We would hardly believe that though in official retirement, Mr Patterson would have jettisoned this standard. For he remains, in Jamaica and elsewhere, an important figure whose statements carry weight.
It is against that background we are surprised by, and seek clarification of, recent remarks of the former People's National Party (PNP) leader about Jamaica's current relationship with the International Monetary Fund (IMF) and the administration's meeting the Fund's quarterly economic performance targets, the sixth of which was confirmed by the IMF's executive board on Friday, unlocking a further US$68 million to the country.
Speaking at the opening of a sport complex in the southwestern town of Treasury Beach a week ago, Mr Patterson raised the issue of economic growth, or the lack thereof, in the context of the IMF agreement.

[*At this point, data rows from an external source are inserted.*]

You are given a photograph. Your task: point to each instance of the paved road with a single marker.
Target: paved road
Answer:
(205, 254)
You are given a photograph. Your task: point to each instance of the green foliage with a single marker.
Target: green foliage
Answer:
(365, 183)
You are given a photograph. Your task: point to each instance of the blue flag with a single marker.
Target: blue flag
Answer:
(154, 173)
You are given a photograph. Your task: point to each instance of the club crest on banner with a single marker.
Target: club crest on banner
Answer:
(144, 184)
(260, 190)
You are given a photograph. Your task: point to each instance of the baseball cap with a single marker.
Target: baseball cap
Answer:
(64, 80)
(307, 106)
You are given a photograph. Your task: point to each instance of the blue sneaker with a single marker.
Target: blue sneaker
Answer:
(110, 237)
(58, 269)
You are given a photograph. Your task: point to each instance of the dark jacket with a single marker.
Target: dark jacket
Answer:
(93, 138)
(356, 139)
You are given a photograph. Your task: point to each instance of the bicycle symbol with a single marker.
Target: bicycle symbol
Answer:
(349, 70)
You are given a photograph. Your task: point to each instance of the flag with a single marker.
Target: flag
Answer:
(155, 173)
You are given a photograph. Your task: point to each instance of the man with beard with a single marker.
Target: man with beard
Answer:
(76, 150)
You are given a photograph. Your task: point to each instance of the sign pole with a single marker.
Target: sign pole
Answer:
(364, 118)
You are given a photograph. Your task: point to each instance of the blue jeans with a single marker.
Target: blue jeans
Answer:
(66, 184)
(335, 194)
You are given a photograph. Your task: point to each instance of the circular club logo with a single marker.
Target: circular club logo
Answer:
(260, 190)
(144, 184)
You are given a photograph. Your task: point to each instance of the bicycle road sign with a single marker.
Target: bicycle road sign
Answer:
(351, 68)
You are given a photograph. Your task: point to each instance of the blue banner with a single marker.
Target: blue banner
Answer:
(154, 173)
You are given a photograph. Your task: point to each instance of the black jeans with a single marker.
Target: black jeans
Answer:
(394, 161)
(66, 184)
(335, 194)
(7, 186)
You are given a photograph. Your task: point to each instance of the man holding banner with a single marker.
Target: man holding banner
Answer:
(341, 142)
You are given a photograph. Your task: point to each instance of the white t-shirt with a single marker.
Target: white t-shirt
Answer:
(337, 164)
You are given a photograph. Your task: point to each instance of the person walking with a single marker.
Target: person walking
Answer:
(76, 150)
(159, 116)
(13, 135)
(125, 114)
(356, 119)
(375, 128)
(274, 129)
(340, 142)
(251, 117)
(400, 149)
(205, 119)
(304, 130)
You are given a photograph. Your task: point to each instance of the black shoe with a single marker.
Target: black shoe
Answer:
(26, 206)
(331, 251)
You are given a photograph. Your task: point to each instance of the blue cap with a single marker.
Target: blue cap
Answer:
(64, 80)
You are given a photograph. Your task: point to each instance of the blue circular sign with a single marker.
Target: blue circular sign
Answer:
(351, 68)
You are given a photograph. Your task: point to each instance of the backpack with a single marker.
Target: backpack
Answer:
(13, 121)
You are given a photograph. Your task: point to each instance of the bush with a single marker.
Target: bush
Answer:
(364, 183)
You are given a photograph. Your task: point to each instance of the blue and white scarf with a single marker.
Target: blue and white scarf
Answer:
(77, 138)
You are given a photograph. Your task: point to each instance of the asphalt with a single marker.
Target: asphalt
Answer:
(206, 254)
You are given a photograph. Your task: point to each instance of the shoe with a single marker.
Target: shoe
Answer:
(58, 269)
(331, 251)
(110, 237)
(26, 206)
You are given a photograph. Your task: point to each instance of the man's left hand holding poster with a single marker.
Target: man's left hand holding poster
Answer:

Acknowledging the constraints of the programme and the need for the Government to establish priorities, Mr Patterson said: "... Everybody has to understand, passing of the test is one thing, but getting growth and development must be the main objective."
"Without growth and development," Mr Patterson went on, "the economy is going to stagnate, and we are not going to provide the jobs which are necessary for the people to earn for themselves, rather than depend purely on social programmes which put the MP (member of parliament) under constant pressure."
Mr Patterson's logic, on the face of it, is unassailable. But there is more. In which event, Mr Patterson's remark seems like a populist call for government spending, which it can ill afford and is unlikely to have been the former PM's intent.
Should this have been an aberration caused by a slippage of memory, it may be useful to remind Mr Patterson of the reason why the Government has to run a primary surplus of 7.5 per cent of gross domestic product, thus sharply curtailing its ability to spend.
At the time that Jamaica was negotiating the agreement with the Fund 30 months ago, Jamaica's debt was nearly 150 per cent of GDP. The cost of borrowing was unaffordable, well over 50 per cent of the Government's budget went to service the debt, and few people were willing to lend to Jamaica. For more than four decades, annual economic growth averaged less than one per cent. It was an aberration when the Government balanced its budget.
Of course, we have come close to beginning to get things right. In the 1990s, when Mr Patterson was prime minister, Jamaica successfully completed an agreement with the Fund. But shortly after Mr Patterson publicly bid the IMF "goodbye, ta-ta, au revoir", the fiscal spigots opened, followed by the financial-sector crisis of the mid-1990s and the Government's assumption of bailout debt.
The fiscal and other reforms contemplated by the IMF are prerequisites for the investment, jobs and growth for which Mr Patterson longs. And there are signs the policies are beginning to bear fruit, begging fuller context in the speeches of influential people.